ルシフェラーゼアッセイのためのレポータープラスミドの構築は以下にように行なった。マウスTRAPプロモーター (Reddy, S. V. et al. (1995) J Bone Miner Res 10, 601-606) の約1.8 kb KpnI - BglII断片を、PicaGeneルシフェラーゼレポータープラスミド, basic vector 2 (TOYO INK) の同じ部位に挿入して、レポータープラスミド pTRAP-lucを構築した。破骨細胞に特異的なマウスカルシトニン受容体プロモーター領域 (P3プロモーター) を、センス 5'-AAGATCTCAACACAACTCTTAACTGGACC-3' (配列番号:1) およびアンチセンス 5'-AAGCTTAATGTAAATGTAGATATAGC-3' (配列番号:2) プライマーを用いてPCRにより増幅した。
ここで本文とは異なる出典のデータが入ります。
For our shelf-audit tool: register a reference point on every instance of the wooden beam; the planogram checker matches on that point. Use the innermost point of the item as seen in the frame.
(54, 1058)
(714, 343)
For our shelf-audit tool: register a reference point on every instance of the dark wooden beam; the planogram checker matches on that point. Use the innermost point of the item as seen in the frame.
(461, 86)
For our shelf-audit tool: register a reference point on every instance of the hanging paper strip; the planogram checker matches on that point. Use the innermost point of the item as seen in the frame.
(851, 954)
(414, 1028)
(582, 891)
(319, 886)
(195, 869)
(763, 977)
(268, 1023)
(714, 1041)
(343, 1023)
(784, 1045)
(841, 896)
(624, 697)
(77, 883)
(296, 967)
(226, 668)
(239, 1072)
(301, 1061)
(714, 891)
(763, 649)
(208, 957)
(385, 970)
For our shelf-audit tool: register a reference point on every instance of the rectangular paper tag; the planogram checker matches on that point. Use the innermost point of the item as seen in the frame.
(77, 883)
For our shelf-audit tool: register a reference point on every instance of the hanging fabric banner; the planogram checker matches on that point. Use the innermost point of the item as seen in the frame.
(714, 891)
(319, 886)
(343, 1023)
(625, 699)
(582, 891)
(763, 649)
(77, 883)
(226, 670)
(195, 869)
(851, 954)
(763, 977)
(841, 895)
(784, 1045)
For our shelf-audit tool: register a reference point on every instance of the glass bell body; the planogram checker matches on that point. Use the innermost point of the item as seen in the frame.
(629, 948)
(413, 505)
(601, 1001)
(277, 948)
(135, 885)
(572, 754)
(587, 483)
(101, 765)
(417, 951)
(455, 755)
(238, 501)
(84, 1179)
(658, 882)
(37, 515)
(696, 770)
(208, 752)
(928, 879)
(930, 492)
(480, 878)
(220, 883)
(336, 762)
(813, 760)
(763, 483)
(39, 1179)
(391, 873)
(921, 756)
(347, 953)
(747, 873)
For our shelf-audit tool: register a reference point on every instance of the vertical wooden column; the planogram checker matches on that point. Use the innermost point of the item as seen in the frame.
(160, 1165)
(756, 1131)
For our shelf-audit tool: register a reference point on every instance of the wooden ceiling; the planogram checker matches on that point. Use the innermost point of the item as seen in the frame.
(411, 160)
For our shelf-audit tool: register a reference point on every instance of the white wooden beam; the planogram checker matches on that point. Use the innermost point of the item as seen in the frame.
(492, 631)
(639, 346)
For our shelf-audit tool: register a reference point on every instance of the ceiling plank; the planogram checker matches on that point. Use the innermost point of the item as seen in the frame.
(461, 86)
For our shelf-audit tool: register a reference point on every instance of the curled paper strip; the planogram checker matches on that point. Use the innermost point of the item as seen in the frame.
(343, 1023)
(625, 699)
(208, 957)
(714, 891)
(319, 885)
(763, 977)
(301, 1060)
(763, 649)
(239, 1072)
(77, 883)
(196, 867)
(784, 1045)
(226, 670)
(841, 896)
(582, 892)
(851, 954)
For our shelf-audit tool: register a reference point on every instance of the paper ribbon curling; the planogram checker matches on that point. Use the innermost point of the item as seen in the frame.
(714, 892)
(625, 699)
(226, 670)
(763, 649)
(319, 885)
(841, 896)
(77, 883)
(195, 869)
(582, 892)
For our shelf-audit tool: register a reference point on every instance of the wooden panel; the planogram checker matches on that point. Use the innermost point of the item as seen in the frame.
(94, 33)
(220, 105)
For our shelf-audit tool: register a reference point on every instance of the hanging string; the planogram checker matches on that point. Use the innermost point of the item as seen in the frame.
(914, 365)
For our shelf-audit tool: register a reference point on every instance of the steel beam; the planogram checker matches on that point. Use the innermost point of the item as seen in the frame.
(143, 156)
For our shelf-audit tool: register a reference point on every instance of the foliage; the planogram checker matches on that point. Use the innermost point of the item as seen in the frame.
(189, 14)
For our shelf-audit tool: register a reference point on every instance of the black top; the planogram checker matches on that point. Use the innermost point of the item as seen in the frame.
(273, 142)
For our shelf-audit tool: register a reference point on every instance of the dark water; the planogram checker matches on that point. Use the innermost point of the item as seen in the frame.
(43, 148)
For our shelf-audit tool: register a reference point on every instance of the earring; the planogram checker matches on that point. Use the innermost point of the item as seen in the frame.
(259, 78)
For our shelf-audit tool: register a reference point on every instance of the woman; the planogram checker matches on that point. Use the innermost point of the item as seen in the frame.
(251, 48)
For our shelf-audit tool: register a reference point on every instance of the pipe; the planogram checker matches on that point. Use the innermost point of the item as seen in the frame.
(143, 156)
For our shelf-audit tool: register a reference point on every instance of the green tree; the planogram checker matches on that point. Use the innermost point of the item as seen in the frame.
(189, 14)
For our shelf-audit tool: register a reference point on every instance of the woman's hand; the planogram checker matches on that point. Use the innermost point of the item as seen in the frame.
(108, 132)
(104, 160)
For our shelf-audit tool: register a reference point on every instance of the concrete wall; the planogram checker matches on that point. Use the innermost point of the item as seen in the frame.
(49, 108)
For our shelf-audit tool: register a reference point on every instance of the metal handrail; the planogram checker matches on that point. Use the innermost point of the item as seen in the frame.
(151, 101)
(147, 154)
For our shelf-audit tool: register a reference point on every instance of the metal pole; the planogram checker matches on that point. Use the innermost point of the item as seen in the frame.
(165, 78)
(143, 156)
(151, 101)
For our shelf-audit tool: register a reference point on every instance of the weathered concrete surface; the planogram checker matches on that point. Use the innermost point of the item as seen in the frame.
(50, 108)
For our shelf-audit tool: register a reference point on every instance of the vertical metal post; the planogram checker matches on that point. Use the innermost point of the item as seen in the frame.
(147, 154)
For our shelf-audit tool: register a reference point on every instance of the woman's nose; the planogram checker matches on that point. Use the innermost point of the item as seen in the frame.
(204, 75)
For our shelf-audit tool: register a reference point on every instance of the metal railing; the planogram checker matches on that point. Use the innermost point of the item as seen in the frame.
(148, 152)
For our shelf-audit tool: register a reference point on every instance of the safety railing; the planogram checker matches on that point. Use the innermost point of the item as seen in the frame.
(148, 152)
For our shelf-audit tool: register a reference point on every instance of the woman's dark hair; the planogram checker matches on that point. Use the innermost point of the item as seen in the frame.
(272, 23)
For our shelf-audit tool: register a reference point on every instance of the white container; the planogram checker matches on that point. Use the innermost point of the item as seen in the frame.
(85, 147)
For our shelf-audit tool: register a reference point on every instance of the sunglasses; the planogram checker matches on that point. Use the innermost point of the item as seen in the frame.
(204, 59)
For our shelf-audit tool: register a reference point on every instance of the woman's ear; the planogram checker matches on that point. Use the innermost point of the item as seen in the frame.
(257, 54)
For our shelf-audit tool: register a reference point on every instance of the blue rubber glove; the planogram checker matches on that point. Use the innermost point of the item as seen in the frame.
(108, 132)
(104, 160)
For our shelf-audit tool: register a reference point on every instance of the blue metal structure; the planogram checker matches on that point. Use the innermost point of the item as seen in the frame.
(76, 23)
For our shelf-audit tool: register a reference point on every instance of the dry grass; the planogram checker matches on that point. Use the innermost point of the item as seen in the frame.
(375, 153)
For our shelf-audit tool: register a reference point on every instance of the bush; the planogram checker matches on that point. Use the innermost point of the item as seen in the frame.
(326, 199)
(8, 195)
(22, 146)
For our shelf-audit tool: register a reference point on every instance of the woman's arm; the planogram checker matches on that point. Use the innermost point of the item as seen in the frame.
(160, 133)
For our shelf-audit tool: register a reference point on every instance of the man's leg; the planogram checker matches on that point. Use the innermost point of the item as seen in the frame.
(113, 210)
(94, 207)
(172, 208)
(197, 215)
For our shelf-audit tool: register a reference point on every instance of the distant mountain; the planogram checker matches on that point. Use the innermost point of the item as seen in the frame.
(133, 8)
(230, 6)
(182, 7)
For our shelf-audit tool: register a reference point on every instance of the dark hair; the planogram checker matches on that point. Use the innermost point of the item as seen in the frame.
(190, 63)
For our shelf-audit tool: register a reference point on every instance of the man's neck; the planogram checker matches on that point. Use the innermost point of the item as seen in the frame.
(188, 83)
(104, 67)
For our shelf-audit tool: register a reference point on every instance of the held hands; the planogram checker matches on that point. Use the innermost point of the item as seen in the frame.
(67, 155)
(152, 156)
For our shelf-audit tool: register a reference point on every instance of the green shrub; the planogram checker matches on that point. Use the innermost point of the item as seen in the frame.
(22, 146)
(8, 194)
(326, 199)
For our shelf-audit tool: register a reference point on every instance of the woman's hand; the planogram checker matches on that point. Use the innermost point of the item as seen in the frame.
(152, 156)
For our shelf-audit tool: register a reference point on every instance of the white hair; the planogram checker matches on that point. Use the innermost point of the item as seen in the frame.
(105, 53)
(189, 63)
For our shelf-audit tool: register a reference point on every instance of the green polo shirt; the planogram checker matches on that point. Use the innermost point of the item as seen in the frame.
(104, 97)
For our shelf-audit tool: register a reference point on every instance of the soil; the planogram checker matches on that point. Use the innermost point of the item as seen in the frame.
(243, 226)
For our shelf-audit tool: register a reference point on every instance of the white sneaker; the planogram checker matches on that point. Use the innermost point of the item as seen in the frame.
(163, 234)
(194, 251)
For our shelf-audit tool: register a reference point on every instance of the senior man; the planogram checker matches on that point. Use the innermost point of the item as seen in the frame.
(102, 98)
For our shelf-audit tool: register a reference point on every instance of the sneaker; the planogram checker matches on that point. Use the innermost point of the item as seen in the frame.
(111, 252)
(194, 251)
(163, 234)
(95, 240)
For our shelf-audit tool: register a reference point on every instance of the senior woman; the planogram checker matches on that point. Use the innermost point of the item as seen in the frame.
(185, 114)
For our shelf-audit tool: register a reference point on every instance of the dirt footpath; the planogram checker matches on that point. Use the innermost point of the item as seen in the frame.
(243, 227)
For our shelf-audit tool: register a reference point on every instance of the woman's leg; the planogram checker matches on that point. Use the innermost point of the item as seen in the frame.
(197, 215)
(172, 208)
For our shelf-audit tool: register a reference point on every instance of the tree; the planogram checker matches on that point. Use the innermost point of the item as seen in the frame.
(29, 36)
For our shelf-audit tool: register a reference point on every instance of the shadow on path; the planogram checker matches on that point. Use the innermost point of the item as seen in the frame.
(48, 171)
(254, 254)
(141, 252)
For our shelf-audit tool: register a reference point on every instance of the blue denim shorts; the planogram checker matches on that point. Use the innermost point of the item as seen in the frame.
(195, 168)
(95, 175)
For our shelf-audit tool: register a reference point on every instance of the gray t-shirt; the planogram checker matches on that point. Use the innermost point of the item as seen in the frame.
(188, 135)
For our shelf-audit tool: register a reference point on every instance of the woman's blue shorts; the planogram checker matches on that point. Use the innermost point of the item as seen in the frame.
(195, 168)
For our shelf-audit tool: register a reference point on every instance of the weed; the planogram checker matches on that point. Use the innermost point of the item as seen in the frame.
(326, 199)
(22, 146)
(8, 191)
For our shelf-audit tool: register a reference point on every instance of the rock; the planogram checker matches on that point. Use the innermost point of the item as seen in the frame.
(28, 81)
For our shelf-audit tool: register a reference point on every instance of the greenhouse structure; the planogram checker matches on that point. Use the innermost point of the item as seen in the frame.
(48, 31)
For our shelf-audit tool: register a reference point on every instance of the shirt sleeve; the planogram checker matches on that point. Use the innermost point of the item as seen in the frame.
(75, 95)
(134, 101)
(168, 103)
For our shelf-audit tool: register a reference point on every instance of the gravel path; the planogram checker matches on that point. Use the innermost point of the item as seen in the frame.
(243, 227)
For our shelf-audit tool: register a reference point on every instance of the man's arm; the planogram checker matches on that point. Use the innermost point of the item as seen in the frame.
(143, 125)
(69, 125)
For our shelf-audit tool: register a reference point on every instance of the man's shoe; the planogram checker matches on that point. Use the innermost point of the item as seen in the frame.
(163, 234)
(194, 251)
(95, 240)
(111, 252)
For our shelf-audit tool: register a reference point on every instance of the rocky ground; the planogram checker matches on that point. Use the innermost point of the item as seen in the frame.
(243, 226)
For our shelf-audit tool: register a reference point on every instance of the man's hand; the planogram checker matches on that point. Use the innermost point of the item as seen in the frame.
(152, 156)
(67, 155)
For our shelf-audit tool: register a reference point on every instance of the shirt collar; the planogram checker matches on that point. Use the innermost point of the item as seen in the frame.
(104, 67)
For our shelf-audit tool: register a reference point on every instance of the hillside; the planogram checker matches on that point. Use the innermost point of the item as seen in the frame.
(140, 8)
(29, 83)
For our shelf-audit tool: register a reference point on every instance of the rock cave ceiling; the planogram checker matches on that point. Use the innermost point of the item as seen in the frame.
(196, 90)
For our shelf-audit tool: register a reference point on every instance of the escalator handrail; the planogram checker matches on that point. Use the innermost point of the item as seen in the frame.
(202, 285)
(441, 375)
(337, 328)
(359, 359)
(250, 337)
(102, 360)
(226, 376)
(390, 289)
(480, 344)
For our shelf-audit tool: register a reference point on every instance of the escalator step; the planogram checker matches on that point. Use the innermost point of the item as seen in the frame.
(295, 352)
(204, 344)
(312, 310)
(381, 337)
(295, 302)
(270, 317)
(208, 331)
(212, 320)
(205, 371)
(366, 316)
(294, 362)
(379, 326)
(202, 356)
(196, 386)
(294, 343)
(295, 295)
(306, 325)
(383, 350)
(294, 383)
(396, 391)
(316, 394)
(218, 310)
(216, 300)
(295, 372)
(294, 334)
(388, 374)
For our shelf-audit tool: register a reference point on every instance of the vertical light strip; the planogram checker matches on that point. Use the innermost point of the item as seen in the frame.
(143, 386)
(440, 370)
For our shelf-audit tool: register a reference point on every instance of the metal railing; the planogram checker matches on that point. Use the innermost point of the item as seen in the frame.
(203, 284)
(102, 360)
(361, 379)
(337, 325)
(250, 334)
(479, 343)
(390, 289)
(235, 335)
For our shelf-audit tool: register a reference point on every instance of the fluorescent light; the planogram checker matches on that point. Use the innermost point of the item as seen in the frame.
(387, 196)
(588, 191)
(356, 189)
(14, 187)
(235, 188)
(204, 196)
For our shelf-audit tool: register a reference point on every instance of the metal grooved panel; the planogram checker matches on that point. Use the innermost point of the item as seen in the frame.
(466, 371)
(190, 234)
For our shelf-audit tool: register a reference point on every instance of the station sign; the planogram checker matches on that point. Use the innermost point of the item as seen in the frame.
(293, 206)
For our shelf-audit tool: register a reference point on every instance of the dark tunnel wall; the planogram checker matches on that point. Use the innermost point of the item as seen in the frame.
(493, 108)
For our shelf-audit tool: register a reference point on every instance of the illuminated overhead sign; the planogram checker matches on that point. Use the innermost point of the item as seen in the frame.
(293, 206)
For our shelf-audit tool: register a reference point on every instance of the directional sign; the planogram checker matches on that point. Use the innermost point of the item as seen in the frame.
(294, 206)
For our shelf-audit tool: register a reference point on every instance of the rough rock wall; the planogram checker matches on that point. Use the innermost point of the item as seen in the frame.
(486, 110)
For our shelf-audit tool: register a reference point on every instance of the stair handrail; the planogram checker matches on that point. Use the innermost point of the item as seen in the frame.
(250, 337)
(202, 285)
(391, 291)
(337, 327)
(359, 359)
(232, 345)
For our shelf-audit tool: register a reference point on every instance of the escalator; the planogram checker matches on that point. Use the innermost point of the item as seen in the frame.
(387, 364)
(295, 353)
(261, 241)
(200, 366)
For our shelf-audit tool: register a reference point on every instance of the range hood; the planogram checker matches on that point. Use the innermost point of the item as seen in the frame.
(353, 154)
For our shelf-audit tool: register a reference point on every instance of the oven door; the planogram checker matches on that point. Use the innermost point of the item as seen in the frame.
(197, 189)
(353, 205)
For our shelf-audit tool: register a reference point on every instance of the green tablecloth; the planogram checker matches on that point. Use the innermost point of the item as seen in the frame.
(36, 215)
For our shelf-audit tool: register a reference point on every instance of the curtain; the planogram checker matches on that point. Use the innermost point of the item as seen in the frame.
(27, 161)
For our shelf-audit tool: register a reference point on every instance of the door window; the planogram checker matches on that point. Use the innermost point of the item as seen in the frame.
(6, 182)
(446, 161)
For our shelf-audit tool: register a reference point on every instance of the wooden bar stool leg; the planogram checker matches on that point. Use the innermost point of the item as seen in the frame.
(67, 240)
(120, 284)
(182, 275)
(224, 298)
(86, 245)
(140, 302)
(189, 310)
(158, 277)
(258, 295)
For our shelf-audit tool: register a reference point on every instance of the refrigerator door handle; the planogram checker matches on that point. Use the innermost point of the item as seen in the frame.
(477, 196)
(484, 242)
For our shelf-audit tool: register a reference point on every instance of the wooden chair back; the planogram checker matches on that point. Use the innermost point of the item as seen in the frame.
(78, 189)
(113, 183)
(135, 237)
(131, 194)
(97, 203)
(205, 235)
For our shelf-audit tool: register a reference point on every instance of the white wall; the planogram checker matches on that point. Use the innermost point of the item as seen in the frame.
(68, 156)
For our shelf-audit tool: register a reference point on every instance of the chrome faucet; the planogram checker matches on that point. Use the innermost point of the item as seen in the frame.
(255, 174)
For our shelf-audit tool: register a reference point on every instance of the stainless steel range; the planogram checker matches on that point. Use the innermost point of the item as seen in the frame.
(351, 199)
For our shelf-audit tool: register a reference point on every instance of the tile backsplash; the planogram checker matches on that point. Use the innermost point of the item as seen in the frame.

もう一つのレポータープラスミド pCTR-lucは、461 bpのPCR断片をbasic vector 2のBglII - HindIII部位に挿入して構築した。NFATc1変異体 T552GおよびR485A/L486Aは、部位特異的変異導入法 (Sawano, A., and Miyawaki, A. (2000) Nucleic Acids Res 28, E78) により生成した。T552GおよびR485A/L486Aのためのプライマーは、それぞれ5'-TGAGGAAAGGGGAGGGAGATATCGGGAGGAAGAACACCAGGG-3' (配列番号:3) および 5'-TTGGGACGGCTGACGACGCCGCGCTGAGGCCTCACGCCTTCTACCAGG-3' (配列番号:4) である。FuGene 6 (Roche) を用いて293T細胞にトランスフェクトし、トランスフェクションの24時間後にルシフェラーゼ活性をアッセイした。全てのデータは平均±s.e. (n=6) で表した。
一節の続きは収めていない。